30 July 2013

Hello, Taiwan! (Or: How Do You Say "Book Launch, Woohoo!!" in Chinese?)

This officially debuts on August 1st:

The Taiwan edition of Europe on Five Wrong Turns a Day-- make that 我用50年前的旅遊指南玩歐洲. I'm very excited.

The book was translated into traditional Chinese by Ting Wai-min, to whom I owe a sincere apology for words I just made up, as in the sentence "I am, as the Dutch say, kindofaneuroticintrovert." 

I tried plugging that into Google Translate just now, English to Chinese, and it came back with this: kindofaneuroticintrovert. So that's helpful.

I'm also sorry, Ting Wai-min, for "grimetastic," which Google Translate renders as 污垢TASTIC的

08 July 2013

Travels With Duct Tape: Innovative On-the-Road Uses For Life's Greatest Tool

I’ve heard it said that all a toolbox really needs is duct tape and WD-40. If it doesn’t move but it should, use the WD-40; if it does move but it shouldn’t, use the tape.
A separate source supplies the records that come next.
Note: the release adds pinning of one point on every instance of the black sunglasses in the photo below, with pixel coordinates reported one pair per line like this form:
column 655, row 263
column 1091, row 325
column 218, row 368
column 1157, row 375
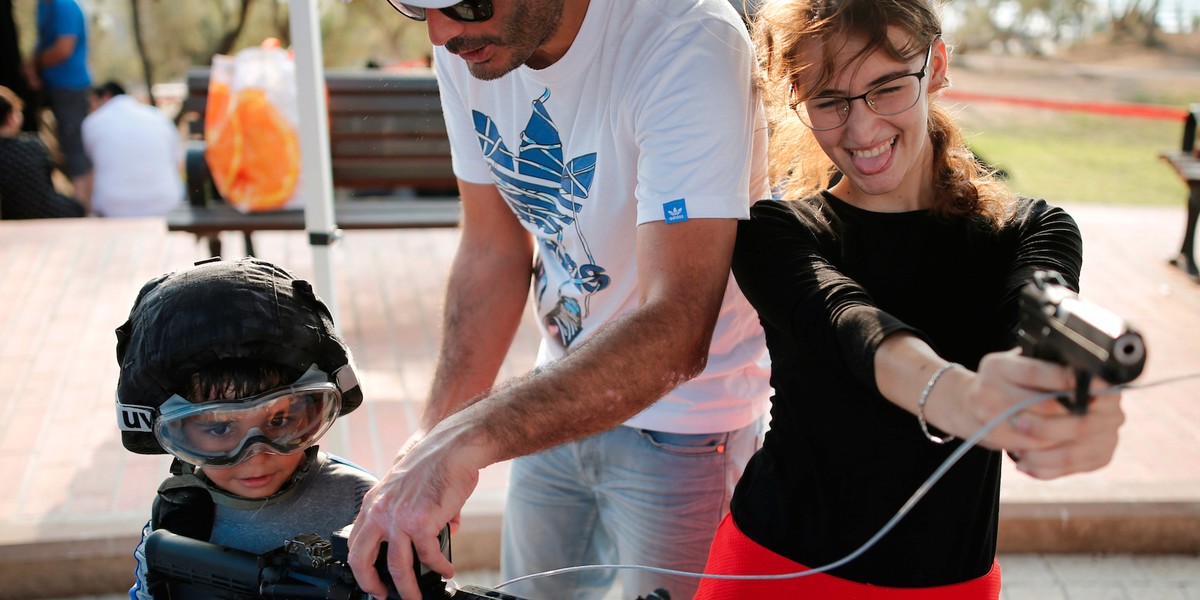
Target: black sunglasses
column 467, row 11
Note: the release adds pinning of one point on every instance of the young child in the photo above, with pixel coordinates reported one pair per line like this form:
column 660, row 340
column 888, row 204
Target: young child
column 235, row 370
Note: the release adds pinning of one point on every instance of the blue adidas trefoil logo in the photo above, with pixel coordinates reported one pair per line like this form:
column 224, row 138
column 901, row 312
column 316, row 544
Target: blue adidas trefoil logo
column 675, row 211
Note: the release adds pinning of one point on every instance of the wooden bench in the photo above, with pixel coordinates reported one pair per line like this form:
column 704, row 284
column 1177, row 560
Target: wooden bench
column 388, row 148
column 1186, row 163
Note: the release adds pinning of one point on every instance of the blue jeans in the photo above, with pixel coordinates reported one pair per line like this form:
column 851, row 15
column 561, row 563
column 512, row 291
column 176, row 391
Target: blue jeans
column 622, row 497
Duct tape is particularly useful for travelers--like all good travel gear, it does double-duty. Actually, it does way more than that. Here are some ways I’ve seen it used, plus a couple that I just might try on my next trip.


1. The Patch 

The most common use among travelers is undoubtedly as a patch--on bags, shoes, and clothing.

It also works as a decoration: my mom has several long pieces of blue tape on her suitcase, which I assumed was to fix a hole until she told me it was just to help her spot it on the baggage carousel at the airport.


2. A + B = Awesome

Second most common use: affixing Item A to Item B, even if they don’t obviously go together. I once saw a guy in a hostel lounge making his own headlamp with a baseball cap, a small flashlight, and a roll of tape.

3. Laundry Time
Come laundry day, there are all kinds of uses, particularly as a sink plug, lint roller/light dirt remover (you’re on your own for the stains, though), and clothesline (but not, alas, clothespins).


4. Drink Up

In college, one of my roommates made a cup out of duct tape. It wasn’t very stable when he put it down, but otherwise it worked surprisingly well.

But why stop there? For someone with a bit of ambition and time on his or her hands, duct tape can serve other travel needs. Like . . .


5. Lookin' Slick

How about a duct tape tie? I’m not really a dress-up guy, but it seems like every trip there’s a time when I wish I had something just a bit fancier to wear. It bet it’d look great, at least from a distance. A long distance.


6. Rest Easy (and Sticky)

Or, for the really ambitious . . .

Hostel bed not up to your standards? Stranded in the jungle? No worries--just make a duct tape hammock! (May require way more duct tape than you actually have.)